STT is a binary transport protocol with agnostic primitives:

  • Streaming: BinaryStreamEncoder/Decoder (live or bounded modes)
  • Storage: BinaryStorage (hash-addressed encrypted byte buckets)
  • Routing: EndpointManager (multi-endpoint, per-endpoint queues)
  • Events: EventEmitter (user-defined event types)
  • Frames: FrameDispatcher (custom frame types 0x80-0xFF)
  • Sessions: STC-encrypted peer connections
  • Nodes: P2P runtime with multi-peer transport primitives

Zero assumptions about your data. YOU provide semantics (video, sensors, files, messages, protocols).

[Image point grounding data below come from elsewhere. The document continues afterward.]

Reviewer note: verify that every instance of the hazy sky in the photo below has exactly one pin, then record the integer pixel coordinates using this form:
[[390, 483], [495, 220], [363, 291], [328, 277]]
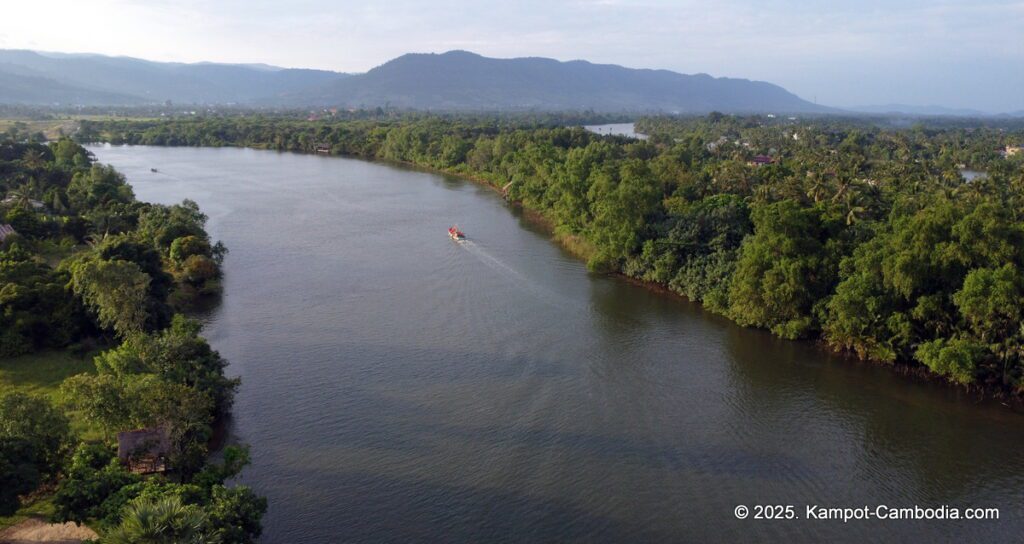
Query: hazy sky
[[958, 53]]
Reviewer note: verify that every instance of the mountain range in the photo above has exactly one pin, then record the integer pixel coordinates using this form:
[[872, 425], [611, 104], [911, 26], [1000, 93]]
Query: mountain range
[[452, 81]]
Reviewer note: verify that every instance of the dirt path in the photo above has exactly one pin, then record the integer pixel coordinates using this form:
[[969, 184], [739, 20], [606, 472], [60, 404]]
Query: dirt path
[[36, 530]]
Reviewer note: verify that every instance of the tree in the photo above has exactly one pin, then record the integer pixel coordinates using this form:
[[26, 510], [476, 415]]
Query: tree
[[34, 420], [159, 521], [18, 472], [783, 269], [116, 290]]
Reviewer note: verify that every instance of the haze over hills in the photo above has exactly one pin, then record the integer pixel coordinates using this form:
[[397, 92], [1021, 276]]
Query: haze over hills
[[452, 81], [465, 81], [98, 80], [924, 111]]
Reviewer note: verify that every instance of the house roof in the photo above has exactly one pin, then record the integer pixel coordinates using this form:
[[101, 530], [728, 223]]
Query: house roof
[[153, 441]]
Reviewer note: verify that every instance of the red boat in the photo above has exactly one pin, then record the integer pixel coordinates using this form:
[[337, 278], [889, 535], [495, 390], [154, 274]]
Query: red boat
[[456, 234]]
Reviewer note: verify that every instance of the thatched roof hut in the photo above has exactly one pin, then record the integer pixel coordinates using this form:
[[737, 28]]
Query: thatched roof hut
[[145, 450]]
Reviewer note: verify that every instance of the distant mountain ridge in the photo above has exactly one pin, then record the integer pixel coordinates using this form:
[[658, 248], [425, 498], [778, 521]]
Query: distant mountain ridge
[[97, 80], [924, 111], [452, 81], [465, 81]]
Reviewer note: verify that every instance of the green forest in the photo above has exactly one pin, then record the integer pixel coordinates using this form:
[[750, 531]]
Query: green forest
[[95, 288], [863, 236]]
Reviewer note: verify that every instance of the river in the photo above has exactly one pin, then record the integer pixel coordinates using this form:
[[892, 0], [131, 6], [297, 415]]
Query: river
[[398, 386]]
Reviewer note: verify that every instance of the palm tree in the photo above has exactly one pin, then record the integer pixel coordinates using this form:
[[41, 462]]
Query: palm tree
[[33, 159], [163, 520]]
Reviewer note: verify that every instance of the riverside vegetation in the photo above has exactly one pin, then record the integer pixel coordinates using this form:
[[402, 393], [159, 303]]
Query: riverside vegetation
[[91, 269], [862, 236]]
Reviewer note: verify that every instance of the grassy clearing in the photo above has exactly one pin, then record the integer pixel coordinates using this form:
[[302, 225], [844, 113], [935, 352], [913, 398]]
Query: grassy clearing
[[41, 506], [41, 374]]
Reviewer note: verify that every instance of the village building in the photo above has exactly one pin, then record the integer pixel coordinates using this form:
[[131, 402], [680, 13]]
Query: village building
[[144, 451], [6, 231], [12, 200]]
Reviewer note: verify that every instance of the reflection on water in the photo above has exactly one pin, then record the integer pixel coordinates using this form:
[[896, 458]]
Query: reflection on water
[[398, 386]]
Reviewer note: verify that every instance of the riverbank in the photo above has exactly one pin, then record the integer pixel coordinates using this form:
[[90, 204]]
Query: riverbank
[[644, 211]]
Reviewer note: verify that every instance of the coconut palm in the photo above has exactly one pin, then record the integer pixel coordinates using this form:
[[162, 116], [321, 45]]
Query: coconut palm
[[163, 520]]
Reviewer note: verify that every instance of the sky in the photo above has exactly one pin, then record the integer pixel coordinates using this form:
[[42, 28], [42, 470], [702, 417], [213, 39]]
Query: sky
[[955, 53]]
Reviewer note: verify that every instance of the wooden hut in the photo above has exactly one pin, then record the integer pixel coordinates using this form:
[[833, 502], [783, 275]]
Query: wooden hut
[[144, 451]]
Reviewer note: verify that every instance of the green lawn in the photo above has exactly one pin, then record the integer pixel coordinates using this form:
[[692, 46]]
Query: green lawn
[[41, 374], [40, 507]]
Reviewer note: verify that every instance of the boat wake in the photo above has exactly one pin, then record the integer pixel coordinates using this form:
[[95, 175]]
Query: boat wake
[[546, 295]]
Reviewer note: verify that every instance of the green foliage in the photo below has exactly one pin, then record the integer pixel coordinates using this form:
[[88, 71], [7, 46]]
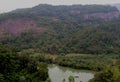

STT is the transport layer. You are the application layer.

In the next chapter, we'll explore the core concepts in more detail, explaining nodes, sessions, streams, and encryption without assuming any technical background.

Next Steps

Continue to Chapter 2: Core Concepts Explained to learn about the building blocks of STT.


Questions to think about:

  • Do you understand the difference between peer-to-peer and client-server?
  • Can you explain why binary protocols are more efficient than text?
  • What use cases might benefit from STT in your context?